The projections of other (that is, non-Medicare, non-Medicaid) health care spending presented in this report and in the 2007 outlook rely, in part, on the historical rate of growth in spending for other health care. CBO assumed for its 2007 projections that the average rate of excess cost growth would equal the historical average for the 1975–2005 period—2.0 percentage points. However, excess cost growth was lower in the two additional years of data now available from the national health expenditure accounts, and CBO has thus based its current projections in part on the 1.8-percentage-point average for the years 1975 to 2007 (see Table 2-3). CBO assumed that the rate of excess cost growth for other health care spending at the end of the 75-year projection period would be the same as it was for that year in the 2007 projections. That assumption, combined with the lower rate of excess cost growth at the beginning of the period, led to an overall average rate of excess cost growth equal to 0.5 percentage points in CBO’s current projections for other health care spending; in the 2007 analysis, that rate was 0.6 percentage points. As a result, other health care spending grows more slowly in CBO’s current outlook than was previously projected.

Total Health Care Spending

Total health care spending under the extended-baseline scenario is now projected to be slightly higher as a percentage of GDP through 2046 than CBO projected in 2007 and slightly lower in the years thereafter.

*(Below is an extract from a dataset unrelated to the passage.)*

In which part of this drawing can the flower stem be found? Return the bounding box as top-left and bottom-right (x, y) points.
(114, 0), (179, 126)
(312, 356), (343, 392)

The increase through 2046 is driven by a rise in spending for Medicare as a percentage of GDP relative to CBO’s previous long-term projections. (That increase occurs because CBO’s estimate of spending for Medicare has declined by less than its estimate of the size of the overall economy.) Therefore, such spending accounts for a larger share of GDP than it did in CBO’s 2007 projections. The smaller share in the years after 2046 results from assumptions about a slower rate of excess cost growth for Medicare, Medicaid, and other health care spending (see Figure B-5).

Figure B-5. 

Total Spending for Health Care Under CBO’s Extended-Baseline Scenario

(Percentage of gross domestic product)

Source: Congressional Budget Office.

Note: Total spending for health care comprises spending for health services and supplies as defined in the national health expenditure accounts maintained by the Centers for Medicare and Medicaid Services. Amounts for Medicare include beneficiaries’ premiums and amounts paid by the states representing part of their share of the savings from shifting some Medicaid spending for prescription drugs to Part D of Medicare. Amounts for Medicaid include spending by the states.

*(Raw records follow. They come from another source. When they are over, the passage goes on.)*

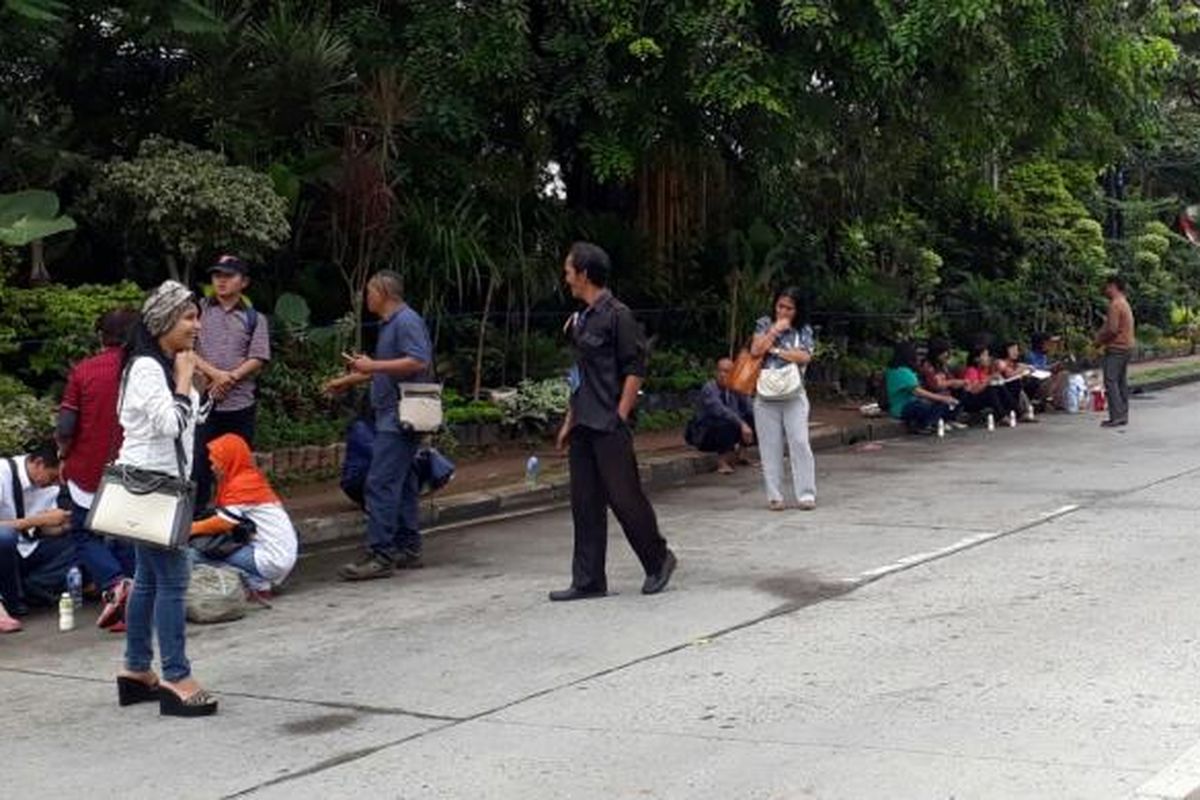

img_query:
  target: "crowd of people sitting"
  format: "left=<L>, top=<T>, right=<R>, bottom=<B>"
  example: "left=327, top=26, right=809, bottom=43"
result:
left=0, top=266, right=298, bottom=647
left=880, top=333, right=1067, bottom=434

The extended-baseline scenario adheres closely to current law, following CBO’s 10-year baseline budget projections and then extending the baseline concept for the rest of the projection period.

The differences between CBO’s current projections of total health care spending under the alternative fiscal scenario and those made in 2007 under that scenario are similar to the differences under the extended-baseline scenario.


1

See Congressional Budget Office, The Long-Term Budget Outlook (December 2007).


2

See Congressional Budget Office, “Changes in CBO’s Long-Term Social Security Projections Since December 2007,” Appendix A in Updated Long-Term Projections for Social Security (August 2008), pp. 31–32.


3

Total spending for health care comprises spending for health services and supplies as defined in the national health expenditure accounts maintained by the Centers for Medicare and Medicaid Services.